Stuart_Armstrong comments on Occam’s Razor May Be Sufficient to Infer the Preferences of Irrational Agents: A reply to Armstrong & Mindermann

Stuart_Armstrong 28 Oct 2019 12:28 UTC
LW: 2 AF: 1
AF
I’m not sure the physics analogy is getting us very far—I feel there is a very natural way of decomposing physics into laws+initial conditions, while there is no such natural way of doing so for preferences and rationality. But if we have different intuitions on that, then discussing the analogy doesn’t isn’t going to help us converge!

So then every p,R pair compatible with the policy contains more information than the policy. Thus even the simplest p,R pair compatible with the policy contains more information than the policy.

Agreed (though the extra information may be tiny—a few extra symbols).

By analogous reasoning, every algorithm for constructing the policy contains more information than the policy.

That does not follow; the simplest algorithm for building a policy does not go via decomposing into two pieces and then recombining them. We are comparing algorithms that produce a planner-reward pair (two outputs) with algorithms that produce a policy (one output). (but your whole argument shows you may be slightly misunderstanding complexity in this context).

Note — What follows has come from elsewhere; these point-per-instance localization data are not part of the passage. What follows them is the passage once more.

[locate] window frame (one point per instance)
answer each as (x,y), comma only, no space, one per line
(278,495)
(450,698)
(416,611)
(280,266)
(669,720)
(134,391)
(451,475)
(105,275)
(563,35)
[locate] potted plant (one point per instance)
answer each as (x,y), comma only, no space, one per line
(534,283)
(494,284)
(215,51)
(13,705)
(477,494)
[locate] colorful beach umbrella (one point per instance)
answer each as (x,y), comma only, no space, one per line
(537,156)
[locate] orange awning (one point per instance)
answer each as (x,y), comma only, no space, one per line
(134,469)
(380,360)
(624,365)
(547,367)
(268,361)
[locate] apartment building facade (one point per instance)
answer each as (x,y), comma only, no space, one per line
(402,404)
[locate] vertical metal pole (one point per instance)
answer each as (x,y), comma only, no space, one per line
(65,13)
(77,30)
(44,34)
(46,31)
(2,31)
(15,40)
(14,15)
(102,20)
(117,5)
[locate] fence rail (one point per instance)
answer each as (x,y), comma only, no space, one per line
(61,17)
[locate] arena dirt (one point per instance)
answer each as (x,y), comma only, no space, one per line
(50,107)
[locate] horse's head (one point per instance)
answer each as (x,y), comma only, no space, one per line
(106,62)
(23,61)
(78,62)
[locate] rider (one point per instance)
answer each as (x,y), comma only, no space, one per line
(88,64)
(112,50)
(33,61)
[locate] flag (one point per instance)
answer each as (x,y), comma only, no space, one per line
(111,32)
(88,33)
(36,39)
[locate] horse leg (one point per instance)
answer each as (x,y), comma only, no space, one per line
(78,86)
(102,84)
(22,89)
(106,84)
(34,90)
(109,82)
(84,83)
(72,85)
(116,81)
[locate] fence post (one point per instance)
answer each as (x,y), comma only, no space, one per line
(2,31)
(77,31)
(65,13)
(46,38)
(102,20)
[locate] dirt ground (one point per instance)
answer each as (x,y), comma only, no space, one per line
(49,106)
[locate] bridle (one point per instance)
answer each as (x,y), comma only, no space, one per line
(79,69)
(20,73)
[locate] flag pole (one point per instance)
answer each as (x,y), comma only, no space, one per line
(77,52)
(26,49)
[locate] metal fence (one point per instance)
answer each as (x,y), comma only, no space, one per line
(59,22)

Now, though all pairs are slightly more complex than the policy itself, the bias argument shows that the “proper” pair is considerably more complex. To use an analogy: suppose file1 and file2 are both maximally zipped files. When you unzip file1, you produce image1 (and maybe a small, blank, image2). When you unzip file2, you also produce the same image1, and a large, complex, image2′. Then, as long as image1 and image2′ are at least slightly independent, file2 has to be larger than file1. The more complex image2′ is, and the more independent it is from image1, the larger file2 has to be.

Does that make sense?
- Daniel Kokotajlo 6 Nov 2019 0:15 UTC
  LW: 1 AF: 1
  AF Parent
  I agree that the decomposition of physics into laws+IC is much simpler than the decomposition of a human policy into p,R. (Is that what you mean by “more natural?”) But this is not relevant to my argument, I think.
  I feel that our conversation now has branched into too many branches, some of which have been abandoned. In the interest of re-focusing the conversation, I’m going to answer the questions you asked and then ask a few new ones of my own.
  To your questions: For me to understand your argument better I’d like to know more about what the pieces represent. Is file1 the degenerate pair and file2 the intended pair, and image1 the policy and image2 the bias-facts? Then what is the “unzip” function? Pairs don’t unzip to anything. You can apply the function “apply the first element of the pair to the second” or you can apply the function “do that, and then apply the MAXIMIZE function to the second element of the pair and compute the difference.” Or there are infinitely many other things you can do with the pair. But the pair itself doesn’t tell you what to do with it, unlike a zipped file which is like an algorithm—it tells you “run me.”
  I have two questions. 1. My central claim—which I still uphold as not-ruled-out-by-your-arguments (though of course I don’t actually believe it) is the Occam Sufficiency Hypothesis: “The ‘intended’ pair is the simplest way to generate the policy.” So, basically, what OSH says is that within each degenerate pair is a term, pi (the policy), and when you crack open that term and see what it is made of, you see p(R), the intended policy applied to the intended reward function! Thus, a simplicity-based search will stumble across <p,R> before it stumbles across any of the degenerate pairs, because it needs p and R to construct the degenerate pairs. What part of this do you object to?
  2. Earlier you said “given reasonable assumptions, the human policy is simpler than all pairs” What are those assumptions?
  Once again, thanks for taking the time to engage with me on this! Sorry it took me so long to reply, I got busy with family stuff.
  - Stuart_Armstrong 6 Nov 2019 12:50 UTC
    LW: 2 AF: 1
    AF Parent
    
    Is file1 the degenerate pair and file2 the intended pair, and image1 the policy and image2 the bias-facts?
    
    Yes.
    
    Then what is the “unzip” function?
    
    The “shortest algorithm generating BLAH” is the maximally compressed way of expressing BLAH—the “zipped” version of BLAH.
    
    Ignoring unzip, which isn’t very relevant, we know that the degenerate pairs are just above the policy in complexity.
    
    So zip(degenerate pair) $\approx$ zip(policy), while zip(reasonable pair) > zip(policy+complex bias facts) (and zip(policy+complex bias facts) > zip(policy)).
    
    Does that help?
    - Daniel Kokotajlo 6 Nov 2019 22:16 UTC
      LW: 1 AF: 1
      AF Parent
      It helps me to understand more clearly your argument. I still disagree with it though. I object to this:
      zip(reasonable pair) > zip(policy+complex bias facts)
      I claim this begs the question against OSH. If OSH is true, then zip(reasonable pair) ≈ zip(policy).
      - Stuart_Armstrong 8 Nov 2019 13:59 UTC
        LW: 2 AF: 1
        AF Parent
        Indeed. It might be possible to construct that complex bias function, from the policy, in a simple way. But that claim needs to be supported, and the fact that it hasn’t been found so far (I repeat that it has to be simple) is evidence against it.